Spending in pubs and bars is set to increase with IBISWorld anticipating an increase in 2012-13 of 2.6 per cent on last year, which will mean 47.6 per cent of Australians’ total alcohol spending is on-premises.
Beer and cider
While our consumption of beer in general is dropping, Australians are increasingly moving away from traditional full-strength lagers we’ve preferred in the past, instead going for the premium options.
Dobie said, “Once a nation of beer drinkers, beer consumption has declined by 15 per cent over the past decade to now account for 37.1 per cent of total alcohol consumption, while wine and spirits have grown in popularity to account for 25.3 per cent and 17.9 per cent of alcohol consumption respectively.
“Australia’s beer drinking palate is becoming more sophisticated, with a number of European style beers now being produced on our shores. Traditional full-strength lagers such as VB, Carlton Draught and Tooheys are losing market share in favour of cider and premium beer.”
Cider is also enjoying impressive growth outperforming beer, wine, RTDs and spirits with an expected increase of 13 per cent to account for 12.9 per cent of total consumption, up from its current position at seven per cent. Boutique beers are also a growing segment, now accounting for five per cent of total production.
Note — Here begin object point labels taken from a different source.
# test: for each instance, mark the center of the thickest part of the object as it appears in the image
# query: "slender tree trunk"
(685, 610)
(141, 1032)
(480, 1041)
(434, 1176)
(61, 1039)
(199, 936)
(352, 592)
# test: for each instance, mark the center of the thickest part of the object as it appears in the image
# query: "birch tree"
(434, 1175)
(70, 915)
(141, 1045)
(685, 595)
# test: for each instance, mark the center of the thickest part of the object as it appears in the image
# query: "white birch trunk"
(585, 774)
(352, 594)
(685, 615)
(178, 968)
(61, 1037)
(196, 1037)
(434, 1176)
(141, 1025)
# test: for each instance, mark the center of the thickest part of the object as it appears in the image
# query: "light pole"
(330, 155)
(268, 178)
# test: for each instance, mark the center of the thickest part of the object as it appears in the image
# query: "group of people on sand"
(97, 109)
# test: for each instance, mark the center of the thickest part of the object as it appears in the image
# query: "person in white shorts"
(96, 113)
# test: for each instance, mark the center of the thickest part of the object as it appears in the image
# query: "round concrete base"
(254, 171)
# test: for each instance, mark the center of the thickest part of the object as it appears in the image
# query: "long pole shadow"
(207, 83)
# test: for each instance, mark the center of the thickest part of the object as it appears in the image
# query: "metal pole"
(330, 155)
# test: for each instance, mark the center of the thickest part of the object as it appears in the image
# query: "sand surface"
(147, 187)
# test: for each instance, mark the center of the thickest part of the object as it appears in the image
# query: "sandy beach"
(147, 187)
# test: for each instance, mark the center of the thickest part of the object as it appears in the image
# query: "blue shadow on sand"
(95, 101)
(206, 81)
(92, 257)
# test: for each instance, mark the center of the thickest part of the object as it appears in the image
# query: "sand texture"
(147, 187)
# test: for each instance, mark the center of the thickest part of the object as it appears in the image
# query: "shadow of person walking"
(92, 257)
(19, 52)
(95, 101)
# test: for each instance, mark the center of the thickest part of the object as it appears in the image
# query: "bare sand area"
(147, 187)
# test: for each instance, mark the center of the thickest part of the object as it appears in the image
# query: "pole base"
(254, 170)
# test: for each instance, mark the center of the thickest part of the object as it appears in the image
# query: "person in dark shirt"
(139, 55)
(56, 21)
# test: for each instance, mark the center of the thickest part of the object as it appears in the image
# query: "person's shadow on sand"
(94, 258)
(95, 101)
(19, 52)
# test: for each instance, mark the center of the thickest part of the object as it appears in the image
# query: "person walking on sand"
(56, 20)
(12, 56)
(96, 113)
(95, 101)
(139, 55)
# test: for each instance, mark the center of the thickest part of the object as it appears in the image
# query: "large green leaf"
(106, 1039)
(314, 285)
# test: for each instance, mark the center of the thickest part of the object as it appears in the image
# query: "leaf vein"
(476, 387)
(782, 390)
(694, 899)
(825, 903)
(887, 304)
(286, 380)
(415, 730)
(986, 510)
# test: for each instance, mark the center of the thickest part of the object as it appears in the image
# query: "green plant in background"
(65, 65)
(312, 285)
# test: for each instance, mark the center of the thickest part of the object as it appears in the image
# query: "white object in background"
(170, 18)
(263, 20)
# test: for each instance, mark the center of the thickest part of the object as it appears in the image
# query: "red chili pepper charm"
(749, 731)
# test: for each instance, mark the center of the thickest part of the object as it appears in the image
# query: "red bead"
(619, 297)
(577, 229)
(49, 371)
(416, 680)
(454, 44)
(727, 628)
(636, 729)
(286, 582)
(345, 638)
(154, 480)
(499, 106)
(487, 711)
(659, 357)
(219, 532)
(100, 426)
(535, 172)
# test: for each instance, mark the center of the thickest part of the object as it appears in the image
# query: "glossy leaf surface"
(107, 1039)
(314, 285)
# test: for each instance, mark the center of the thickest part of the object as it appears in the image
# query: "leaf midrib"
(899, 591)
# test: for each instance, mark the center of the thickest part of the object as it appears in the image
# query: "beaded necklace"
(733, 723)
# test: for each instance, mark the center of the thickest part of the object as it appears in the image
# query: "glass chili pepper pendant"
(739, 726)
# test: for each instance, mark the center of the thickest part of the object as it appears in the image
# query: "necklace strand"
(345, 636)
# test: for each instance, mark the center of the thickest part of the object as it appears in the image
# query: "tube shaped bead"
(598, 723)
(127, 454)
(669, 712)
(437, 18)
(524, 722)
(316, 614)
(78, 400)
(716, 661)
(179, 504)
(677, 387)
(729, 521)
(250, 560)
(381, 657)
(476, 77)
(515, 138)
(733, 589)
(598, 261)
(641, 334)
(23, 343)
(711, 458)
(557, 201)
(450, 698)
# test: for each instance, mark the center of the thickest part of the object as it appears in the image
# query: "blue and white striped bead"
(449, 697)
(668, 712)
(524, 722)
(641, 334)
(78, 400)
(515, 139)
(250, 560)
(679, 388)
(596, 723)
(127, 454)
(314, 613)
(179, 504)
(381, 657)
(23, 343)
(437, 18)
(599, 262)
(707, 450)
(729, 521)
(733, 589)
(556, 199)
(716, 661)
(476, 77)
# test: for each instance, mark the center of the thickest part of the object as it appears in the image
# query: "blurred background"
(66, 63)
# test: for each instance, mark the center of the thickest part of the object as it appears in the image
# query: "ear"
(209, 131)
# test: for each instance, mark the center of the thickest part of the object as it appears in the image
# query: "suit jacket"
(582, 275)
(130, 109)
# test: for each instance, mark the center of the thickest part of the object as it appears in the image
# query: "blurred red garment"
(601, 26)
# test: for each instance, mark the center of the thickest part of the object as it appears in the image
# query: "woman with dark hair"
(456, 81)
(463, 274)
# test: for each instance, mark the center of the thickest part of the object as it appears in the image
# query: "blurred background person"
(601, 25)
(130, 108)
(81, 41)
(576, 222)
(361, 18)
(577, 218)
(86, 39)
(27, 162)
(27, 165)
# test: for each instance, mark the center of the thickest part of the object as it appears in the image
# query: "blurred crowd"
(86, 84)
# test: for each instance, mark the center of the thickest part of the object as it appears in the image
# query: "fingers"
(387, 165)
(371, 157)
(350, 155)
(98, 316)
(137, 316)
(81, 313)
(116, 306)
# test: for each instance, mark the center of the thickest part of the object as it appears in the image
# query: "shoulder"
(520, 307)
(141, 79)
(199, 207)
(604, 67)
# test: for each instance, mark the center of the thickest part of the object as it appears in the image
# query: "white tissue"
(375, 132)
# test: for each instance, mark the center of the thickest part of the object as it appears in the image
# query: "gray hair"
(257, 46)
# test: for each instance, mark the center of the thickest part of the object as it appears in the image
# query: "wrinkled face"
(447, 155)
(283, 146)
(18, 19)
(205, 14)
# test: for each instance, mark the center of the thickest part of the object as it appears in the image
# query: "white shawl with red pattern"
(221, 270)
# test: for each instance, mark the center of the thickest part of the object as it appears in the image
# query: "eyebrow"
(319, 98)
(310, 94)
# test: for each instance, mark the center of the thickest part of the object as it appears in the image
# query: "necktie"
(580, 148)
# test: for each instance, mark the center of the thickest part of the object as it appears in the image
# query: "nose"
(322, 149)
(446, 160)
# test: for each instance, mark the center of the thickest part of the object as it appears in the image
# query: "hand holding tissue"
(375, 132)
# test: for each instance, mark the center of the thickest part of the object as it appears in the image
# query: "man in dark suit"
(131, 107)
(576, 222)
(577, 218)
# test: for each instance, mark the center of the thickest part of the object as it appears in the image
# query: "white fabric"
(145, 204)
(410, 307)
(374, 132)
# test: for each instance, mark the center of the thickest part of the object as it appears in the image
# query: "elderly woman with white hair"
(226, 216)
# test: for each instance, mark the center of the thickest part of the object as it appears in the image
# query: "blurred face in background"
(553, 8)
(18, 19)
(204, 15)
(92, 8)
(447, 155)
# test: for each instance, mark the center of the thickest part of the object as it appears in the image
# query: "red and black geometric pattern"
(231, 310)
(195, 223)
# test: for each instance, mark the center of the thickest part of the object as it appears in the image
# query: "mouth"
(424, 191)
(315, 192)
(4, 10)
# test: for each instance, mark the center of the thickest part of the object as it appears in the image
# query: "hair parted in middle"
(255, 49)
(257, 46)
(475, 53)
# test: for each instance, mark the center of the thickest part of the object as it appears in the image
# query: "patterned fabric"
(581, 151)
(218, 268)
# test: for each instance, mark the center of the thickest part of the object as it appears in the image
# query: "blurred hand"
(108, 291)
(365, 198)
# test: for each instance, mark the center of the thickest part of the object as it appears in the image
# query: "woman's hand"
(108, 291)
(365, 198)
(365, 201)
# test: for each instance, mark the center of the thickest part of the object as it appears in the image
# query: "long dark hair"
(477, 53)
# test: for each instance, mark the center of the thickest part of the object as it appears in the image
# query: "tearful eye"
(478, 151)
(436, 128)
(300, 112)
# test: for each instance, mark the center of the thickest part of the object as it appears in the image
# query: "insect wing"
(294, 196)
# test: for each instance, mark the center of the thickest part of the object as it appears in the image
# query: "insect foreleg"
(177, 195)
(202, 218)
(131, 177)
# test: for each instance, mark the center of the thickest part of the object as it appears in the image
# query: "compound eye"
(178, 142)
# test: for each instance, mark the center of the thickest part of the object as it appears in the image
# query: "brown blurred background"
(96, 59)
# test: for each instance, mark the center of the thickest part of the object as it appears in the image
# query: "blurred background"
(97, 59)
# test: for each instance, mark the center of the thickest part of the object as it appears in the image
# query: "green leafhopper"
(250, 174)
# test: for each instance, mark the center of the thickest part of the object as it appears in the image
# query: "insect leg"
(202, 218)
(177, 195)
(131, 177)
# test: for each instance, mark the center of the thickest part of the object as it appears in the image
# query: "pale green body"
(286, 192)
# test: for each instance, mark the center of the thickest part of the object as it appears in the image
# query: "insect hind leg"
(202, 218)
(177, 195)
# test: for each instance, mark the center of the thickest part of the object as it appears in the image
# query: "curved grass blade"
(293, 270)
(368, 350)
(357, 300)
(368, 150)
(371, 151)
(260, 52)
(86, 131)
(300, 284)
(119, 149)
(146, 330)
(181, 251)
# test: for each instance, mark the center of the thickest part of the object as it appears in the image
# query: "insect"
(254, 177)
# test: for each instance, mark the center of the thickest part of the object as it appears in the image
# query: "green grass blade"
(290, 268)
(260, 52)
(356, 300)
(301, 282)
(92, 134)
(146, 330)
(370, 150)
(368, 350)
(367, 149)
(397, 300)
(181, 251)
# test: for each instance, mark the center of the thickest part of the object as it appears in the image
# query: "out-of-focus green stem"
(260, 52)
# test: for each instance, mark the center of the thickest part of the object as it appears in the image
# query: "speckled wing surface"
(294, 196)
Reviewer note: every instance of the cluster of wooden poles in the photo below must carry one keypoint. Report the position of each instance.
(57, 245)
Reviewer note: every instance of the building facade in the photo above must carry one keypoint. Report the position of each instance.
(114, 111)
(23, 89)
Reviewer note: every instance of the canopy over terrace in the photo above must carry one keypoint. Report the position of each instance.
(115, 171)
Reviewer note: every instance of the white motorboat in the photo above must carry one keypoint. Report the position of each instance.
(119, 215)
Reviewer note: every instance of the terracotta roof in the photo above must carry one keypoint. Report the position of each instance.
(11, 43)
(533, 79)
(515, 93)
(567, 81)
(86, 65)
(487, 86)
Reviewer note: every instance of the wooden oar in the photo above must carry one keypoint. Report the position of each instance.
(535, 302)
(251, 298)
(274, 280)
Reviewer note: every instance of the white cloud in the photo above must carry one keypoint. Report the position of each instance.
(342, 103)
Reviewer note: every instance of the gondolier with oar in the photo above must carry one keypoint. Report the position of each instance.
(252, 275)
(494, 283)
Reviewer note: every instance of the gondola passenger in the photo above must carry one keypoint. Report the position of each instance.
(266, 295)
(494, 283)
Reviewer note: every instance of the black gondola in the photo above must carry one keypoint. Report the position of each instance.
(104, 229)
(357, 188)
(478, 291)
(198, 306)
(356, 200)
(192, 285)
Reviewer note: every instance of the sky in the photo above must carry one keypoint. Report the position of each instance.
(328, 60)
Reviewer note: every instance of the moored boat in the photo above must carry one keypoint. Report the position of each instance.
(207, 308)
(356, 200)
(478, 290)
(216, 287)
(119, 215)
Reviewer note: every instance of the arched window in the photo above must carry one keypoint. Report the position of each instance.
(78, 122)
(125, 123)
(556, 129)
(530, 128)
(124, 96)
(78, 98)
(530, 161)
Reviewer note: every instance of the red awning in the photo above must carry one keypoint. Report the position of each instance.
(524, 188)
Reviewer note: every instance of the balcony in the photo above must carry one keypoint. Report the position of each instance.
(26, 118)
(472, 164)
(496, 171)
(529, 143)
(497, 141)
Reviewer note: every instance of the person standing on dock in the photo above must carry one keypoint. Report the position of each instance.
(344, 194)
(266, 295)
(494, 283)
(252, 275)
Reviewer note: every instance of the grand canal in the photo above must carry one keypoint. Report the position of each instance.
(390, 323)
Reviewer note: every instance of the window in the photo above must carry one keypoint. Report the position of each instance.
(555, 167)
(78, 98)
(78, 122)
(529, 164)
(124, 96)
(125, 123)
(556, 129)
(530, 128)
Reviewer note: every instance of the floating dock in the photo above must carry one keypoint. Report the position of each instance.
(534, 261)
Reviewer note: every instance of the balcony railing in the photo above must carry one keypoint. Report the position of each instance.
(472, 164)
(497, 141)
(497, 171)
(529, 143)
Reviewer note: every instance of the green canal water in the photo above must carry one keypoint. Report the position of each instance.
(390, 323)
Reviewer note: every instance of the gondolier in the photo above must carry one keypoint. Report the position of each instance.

IBISWorld is forecasting that beers will fall to 32.5 per cent of total alcohol consumption and wine will rise to 29.6 per cent.
When it comes to wine, Australians are more than willing to pay for premium brands especially Chardonnay which accounts for fifty per cent of wines consumed. Ready to drink beverages make up most of the revenue from spirits, in fact 64 per cent of spirits are in the form of ready to drink brands. Even in this category a demand for quality, premium products are on the rise, good news for the industry because less alcohol needs to be sold in order to make more money.